IV. Nachsicht der Kommunalhaftung für die venezianischen Rekrutierungsflüchtlinge
Minister Ritter v. Lasser referierte seine au. Anträge über die Frage der Einbringung der Taxen für 927 geflüchtete Militärpflichtige in Venezien von den dortigen Kommunen. Referent ist der Meinung, daß, wenn man die Haftungspflicht überhaupt als ein wirksames Koerzitivmittel gegen das Entweichen der Stellungspflichtigen beibehalten will, eine völlige Nachsicht in den vorliegenden Fällen bei der letzten Rekrutierung nicht Platz greifen dürfte. Doch würde der Minister für zwei vom Statthalter Ritter v. Toggenburg vorgeschlagene Erleichterungen stimmen, nämlich die Annahme der Taxen in Banknoten und die Nachhilfe für die mittellosen Gemeinden aus dem venezianischen Territorialfonds.
Die Konferenz war mit diesen Anträgen einverstanden7.
V. Reise des Handelsministers zur Eröffnung der französischen Ostbahn
Der Handelsminister referierte, es sei ihm eine Einladung zugekommen, der am 6. April stattfindenden feierlichen Eröffnung der französischen Ostbahnverbindung mit Kehl beizuwohnen. Dem Vernehmen nach wird der Kaiser der Franzosen dabei zugegen sein. Graf Wickenburg stellt die Anfrage, ob es angezeigt sei, diese Einladung anzunehmen.

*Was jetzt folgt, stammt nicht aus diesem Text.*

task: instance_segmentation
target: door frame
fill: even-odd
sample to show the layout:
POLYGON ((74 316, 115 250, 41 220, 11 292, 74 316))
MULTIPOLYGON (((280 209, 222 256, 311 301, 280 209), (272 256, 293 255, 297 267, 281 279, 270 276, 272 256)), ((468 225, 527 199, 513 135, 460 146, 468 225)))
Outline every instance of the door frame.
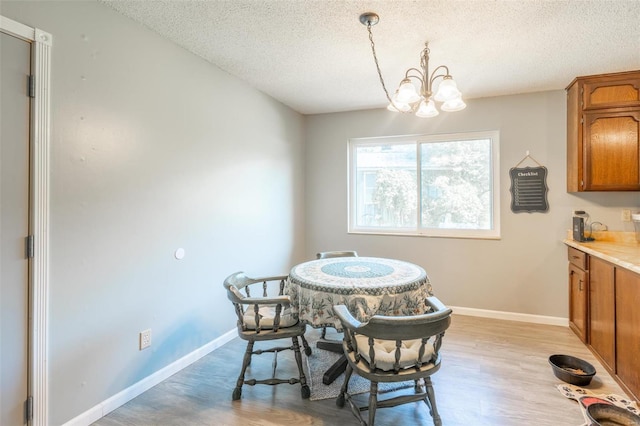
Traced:
POLYGON ((30 424, 46 426, 49 413, 49 148, 51 140, 51 34, 0 16, 0 31, 32 44, 31 72, 35 97, 31 100, 29 136, 30 234, 33 258, 29 267, 29 395, 33 397, 30 424))

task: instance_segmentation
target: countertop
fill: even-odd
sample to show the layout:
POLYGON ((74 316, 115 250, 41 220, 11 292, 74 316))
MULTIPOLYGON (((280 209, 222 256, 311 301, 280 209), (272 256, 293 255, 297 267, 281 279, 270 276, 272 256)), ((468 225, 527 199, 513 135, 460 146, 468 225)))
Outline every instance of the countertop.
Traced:
POLYGON ((636 241, 635 232, 601 231, 594 232, 592 236, 595 241, 574 241, 569 231, 563 242, 569 247, 640 274, 640 242, 636 241))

Der Minister des Äußern erwiderte, es scheine ihm angezeigt, das Vorgehen der übrigen süddeutschen Regierungen bei diesem Anlasse nicht unberücksichtigt zu lassen, und er behalte sich hierüber — nach auf telegraphischem Wege eingeholten Auskünften — weitere Mitteilung an den Handelsminister vor. Graf Wickenburg äußerte, dieser Eröffnung zu seiner Richtschnur entgegenzusehen8.
Wien, am 25. März 1861. Erzherzog Rainer.
Ah. E. Ich habe den Inhalt dieses Protokolls zur Kenntnis genommen. Franz Joseph. Wien, den 30. März 1861. Empfangen 31. März 1861. Erzherzog Rainer.